Die bei der Lehre gewonnen Erfahrungen sind im Lehrbuch über die Biologie der Parasiten mit über hundert von ihm selbst entworfenen Abbildungen zusammengefasst. Diese meisterhaften Tuschezeichnungen, deren scharfer Kontrast eine Reduktion aufs Wesentliche erfordert, spiegeln seine Haltung, die im Urteil ebenso klar wie scharf sein konnte. Anders die leuchtend fließenden Farben seiner meist auf Reisen entstandenen Aquarelle, die seine Freude an Natur und Menschen, seinen tiefsinnigen Humor erkennen lassen. Fördern und Fordern gehörten für ihn zusammen. Sein unerschöpfliches Wissen und seine Erfahrung, als Mensch und Wissenschaftler, teilte er gern mit allen – vielen hat er bei der Wahl des Berufs und schweren Entscheidungen den richtigen Rat gegeben. 

Mit Vehemenz verwies er auf den Unterschied zwischen bakteriellen und viralen Infektionen im Gegensatz zu parasitischen Infestationen: Ihre Überlebensstrategie folgt grundsätzlich anderen Prinzipien, was sich in der Praxis darin äußert, dass es kaum gelingt, erfolgreich und nachhaltig gegen Parasiten zu vakzinieren. 
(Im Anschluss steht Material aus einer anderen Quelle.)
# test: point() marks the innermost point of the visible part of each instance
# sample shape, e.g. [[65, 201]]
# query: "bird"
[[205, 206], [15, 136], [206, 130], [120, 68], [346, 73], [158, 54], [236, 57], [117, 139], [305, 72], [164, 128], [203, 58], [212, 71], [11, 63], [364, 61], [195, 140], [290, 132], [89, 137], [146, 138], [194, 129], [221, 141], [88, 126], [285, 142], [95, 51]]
Die Entwicklung besserer Diagnostik, das Testen neuer Therapien oder die Suche nach Vakzinen – diese offensichtlichen Obliegenheiten einer Tropenmedizin waren ihm als Biologen nicht genug: Statt utilitaristischen Zielen zu dienen, widmete er sich den grundlegenden Fragen. Verstehen müsse man, wie Parasitismus funktioniert, wie die Biologie der beteiligten Wirte, Überträger und Parasiten ineinandergreifen. Deshalb beschäftigte ihn in den späteren Jahren speziell die Frage, welche Rolle Parasiten in der Ökologie und Evolution spielen. Die Symbiose der Beteiligten sollte im Idealfall eine Partnerschaft zum gegenseitigen Nutzen sein – wobei der Nutzen für die Wirte in der beschleunigten Evolution sowie ökologisch in der effizienteren Nutzung der Ressourcen eines Biotops liegen könnte. 

Leider haben Parasiten kaum fossile Spuren hinterlassen. So dass über ihre Rolle in der Evolution nur spekuliert werden kann. Dennoch liegt es nahe, dass Pathogene und Parasiten ein Zuviel und ein Zuwenig der Populationsdichte ihrer spezifischen Wirte erfolgreich steuern und so dabei helfen, die Fatalitätsgrenzen einer Überbevölkerung (Zerstörung des Biotops) oder ihres Aussterbens (zu geringe Populationsgröße, zu wenig Nachkommen) zu verhindern. 

Für die Biologie des Parasitismus muss deshalb die Angriff-Abwehrhypothese aufgegeben werden, weil sie der Darwin’schen Evolutionstheorie widerspricht und ein Wettrüsten ökologisch instabil und ökonomisch verschwenderisch wäre. Nur positive Eigenschaften bewähren sich in der Evolution. Vielmehr gilt für die Biologie des Parasitismus das „symbiontische Versicherungsprinzip“. Diese Erkenntnisse finden sich 2003 im Lehrbuch „Biologie der Humanparasiten“.

Seine Arbeiten fanden Anerkennung in der Ehrenmitgliedschaft der britischen Society for Parasitology (1988), der Deutschen Gesellschaft für Parasitologie (2016) und als Herausgeber der Advances of Parasitology.

Am 6. Oktober verstarb Peter Wenk im Alter von 99 Jahren an den Folgen eines Unfalls, neun Tage nach dem Tod seiner Frau, die er zuletzt über sechs Jahre liebevoll gepflegt hatte.